Malgré ces bonnes nouvelles, la victoire est précaire : la moitié des créations d’emplois repose sur 5 % des projets. Chez les dirigeants, la prudence règne. Ils sont moins nombreux (57 %) à prévoir d’investir en France cette année, renouant avec un niveau proche du creux de 2022. Notre pays subit aussi les événements extérieurs comme la dégradation de la conjoncture outre-Rhin, alors qu’il est historiquement la première destination européenne des investissements des entreprises allemandes. Elle est également la deuxième destination pour les IDE américains. Là aussi, la politique agressive de réindustrialisation aux Etats-Unis – impulsée avec l’IRA de Joe Biden et poursuivie avec Donald Trump – lui a fait perdre d’importants flux, relève Marc Lhermitte. Quelques mois plus tôt, le baromètre de la chambre américaine de Commerce (AmCham) faisait d’ailleurs état d’une perplexité croissante des patrons américains vis-à-vis de l’Hexagone.
Plutôt que de s’attacher aux flux, Denis Ferrand, directeur général de Rexecode, préfère aborder le sujet sous l’angle des stocks : « Si l’on regarde la part des entreprises étrangères dans la valeur ajoutée, nous sommes derrière l’Allemagne et l’Italie, précise-t-il. Il est essentiel de les attirer, encore faut-il retenir nos propres acteurs sur notre territoire. Or, sur les quinze dernières années, les flux sortants cumulés ont dépassé les investissements directs étrangers réalisés en France. La souveraineté ne se décrète pas, elle doit être mise en cohérence avec une véritable stratégie d’attractivité ». Une gageure dans un pays où l’endettement public limite la marge de manœuvre pour mettre en place des politiques incitatives.
Concurrence européenne
Il est grand temps de réagir. « Nos lauriers français commencent à faner : les signes de dégradation exposés dans le baromètre doivent être pris au sérieux, alerte l’expert d’EY. Si l’on continue sur cette lancée, le solde d’emplois industriels créés et supprimés en France par des investisseurs étrangers pourrait passer dans le rouge dès l’année prochaine ». D’autant que la concurrence s’intensifie en Europe. « Pour les gros projets, les arbitrages se font de plus en plus au profit de l’Espagne ou de la Pologne qui, même si ces pays n’ont pas la profondeur de marché de la France, bénéficient de fonds européens et affichent des coûts plus compétitifs ainsi que des délais plus courts », poursuit-il. A l’Est, la Pologne et la Roumanie ont connu un rebond des investissements à deux chiffres l’an dernier. En termes d’emplois créés, c’est la Hongrie qui ressort gagnante, avec une croissance de 249 % portée par les annonces du constructeur automobile chinois BYD et de ses sous-traitants étrangers.

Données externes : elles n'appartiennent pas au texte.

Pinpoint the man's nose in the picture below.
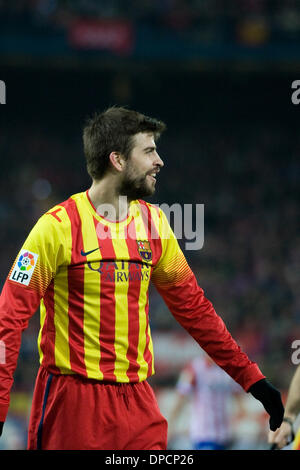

Reste que l’amélioration ne peut être pensée à la seule échelle nationale. Les entreprises attendent une réelle avancée sur les préconisations du rapport Letta et Draghi et des réformes paneuropéennes, indique Marc Lhermitte. Lors d’un récent déplacement au Japon, Emmanuel Macron a vanté un atout clé de l’Europe : la prévisibilité. A l’approche de l’élection présidentielle de 2027, plus que jamais, c’est justement en France qu’elle n’est plus garantie.